Confirming the ADLS mount point
Firstly, using dbutils.fs.mounts()
it is confirmed to have the following:
... MountInfo(mountPoint='/mnt/ftd', source='abfss://ftd@omitted.dfs.core.windows.net/', encryptionType=''), ...
Confirming the existence of the file
The file under question is titled TruthTable.csv
, its whereabouts have been confirmed using the following command:
dbutils.fs.ls('/mnt/ftd/TruthTable.csv')
which returns:
[FileInfo(path='dbfs:/mnt/ftd/TruthTable.csv', name='TruthTable.csv', size=156)]
Confirming the readability of the file
To confirm that the file can be read we can run the following snippet.

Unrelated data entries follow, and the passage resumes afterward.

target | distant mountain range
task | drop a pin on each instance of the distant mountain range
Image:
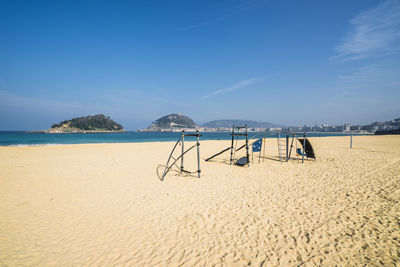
(229, 123)
(96, 123)
(170, 122)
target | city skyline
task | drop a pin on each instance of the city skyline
(288, 63)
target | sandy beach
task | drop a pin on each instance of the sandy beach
(103, 205)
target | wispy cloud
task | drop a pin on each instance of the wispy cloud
(234, 87)
(374, 33)
(235, 12)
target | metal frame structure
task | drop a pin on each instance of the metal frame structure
(289, 150)
(181, 140)
(232, 147)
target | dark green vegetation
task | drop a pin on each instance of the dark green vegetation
(97, 122)
(172, 121)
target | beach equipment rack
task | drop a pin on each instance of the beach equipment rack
(244, 160)
(306, 149)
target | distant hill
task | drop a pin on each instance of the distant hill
(229, 123)
(170, 122)
(96, 123)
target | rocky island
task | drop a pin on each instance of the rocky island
(90, 124)
(171, 123)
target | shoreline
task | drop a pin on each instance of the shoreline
(173, 140)
(104, 205)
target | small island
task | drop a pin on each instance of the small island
(90, 124)
(172, 123)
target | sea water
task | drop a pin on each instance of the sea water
(8, 138)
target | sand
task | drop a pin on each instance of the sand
(103, 205)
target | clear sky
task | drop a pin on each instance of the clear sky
(286, 62)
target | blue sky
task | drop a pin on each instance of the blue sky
(286, 62)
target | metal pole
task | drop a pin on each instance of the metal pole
(351, 141)
(304, 147)
(263, 142)
(287, 147)
(233, 132)
(198, 154)
(183, 148)
(247, 148)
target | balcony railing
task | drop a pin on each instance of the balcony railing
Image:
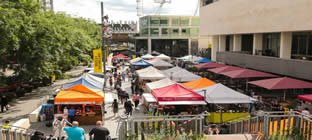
(288, 67)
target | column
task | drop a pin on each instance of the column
(189, 46)
(149, 45)
(257, 43)
(285, 47)
(237, 43)
(214, 47)
(222, 43)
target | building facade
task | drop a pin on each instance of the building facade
(273, 36)
(171, 35)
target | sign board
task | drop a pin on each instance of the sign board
(97, 60)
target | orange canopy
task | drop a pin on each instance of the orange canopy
(79, 93)
(197, 84)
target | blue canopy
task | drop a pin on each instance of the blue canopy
(85, 83)
(141, 63)
(204, 60)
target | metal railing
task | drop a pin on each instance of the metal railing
(16, 133)
(274, 124)
(142, 127)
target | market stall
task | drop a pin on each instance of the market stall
(198, 84)
(224, 103)
(86, 102)
(178, 99)
(180, 75)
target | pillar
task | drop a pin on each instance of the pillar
(189, 46)
(149, 45)
(285, 47)
(237, 43)
(257, 43)
(222, 43)
(214, 47)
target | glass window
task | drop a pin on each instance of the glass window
(164, 21)
(184, 21)
(164, 31)
(271, 44)
(194, 31)
(195, 21)
(155, 21)
(175, 21)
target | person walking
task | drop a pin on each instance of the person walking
(136, 100)
(75, 132)
(4, 103)
(115, 107)
(99, 132)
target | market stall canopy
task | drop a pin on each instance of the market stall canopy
(204, 60)
(159, 84)
(120, 56)
(282, 83)
(246, 73)
(147, 56)
(84, 82)
(220, 94)
(141, 63)
(135, 59)
(197, 84)
(160, 63)
(79, 94)
(181, 75)
(176, 92)
(150, 73)
(209, 65)
(307, 98)
(224, 69)
(149, 98)
(163, 57)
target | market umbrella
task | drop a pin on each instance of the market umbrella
(224, 69)
(197, 84)
(209, 65)
(204, 60)
(282, 83)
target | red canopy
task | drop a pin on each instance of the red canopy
(120, 56)
(176, 92)
(246, 73)
(282, 83)
(209, 65)
(225, 69)
(307, 98)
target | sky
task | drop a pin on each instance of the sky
(122, 9)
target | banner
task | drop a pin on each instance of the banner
(97, 60)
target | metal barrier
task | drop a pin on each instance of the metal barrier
(16, 133)
(141, 127)
(275, 124)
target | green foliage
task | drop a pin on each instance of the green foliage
(43, 43)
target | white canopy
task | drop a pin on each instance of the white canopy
(180, 75)
(183, 103)
(147, 56)
(149, 98)
(159, 84)
(220, 94)
(135, 59)
(160, 63)
(150, 73)
(163, 57)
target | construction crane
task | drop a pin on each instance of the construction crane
(140, 10)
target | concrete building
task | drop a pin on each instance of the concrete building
(171, 35)
(269, 35)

filePath = '/mnt/ftd/TruthTable.csv'
spark.read.format('csv').option('header','true').load(filePath)
which successfully returns
DataFrame[p: string, q: string, r: string, s: string]
The problem
As the goal is to be able to read a file as a byte string, the following snippet should be successful, however, it is not.
filePath = '/mnt/ftd/TruthTable.csv'
with open(filePath, 'rb') as fin:
contents = fin.read()
print(contents)
Executing the following snippet outputs:
FileNotFoundError: [Errno 2] No such file or directory: '/mnt/ftd/TruthTable.csv'
The documentation provided by the Databricks team on the following link [https://docs.databricks.com/data/databricks-file-system.html#local-file-apis][https://docs.databricks.com/data/databricks-file-system.html#local-file-apis] works only for files found in the /tmp/
folder, however, the requirement is the read a file directly from the mount point.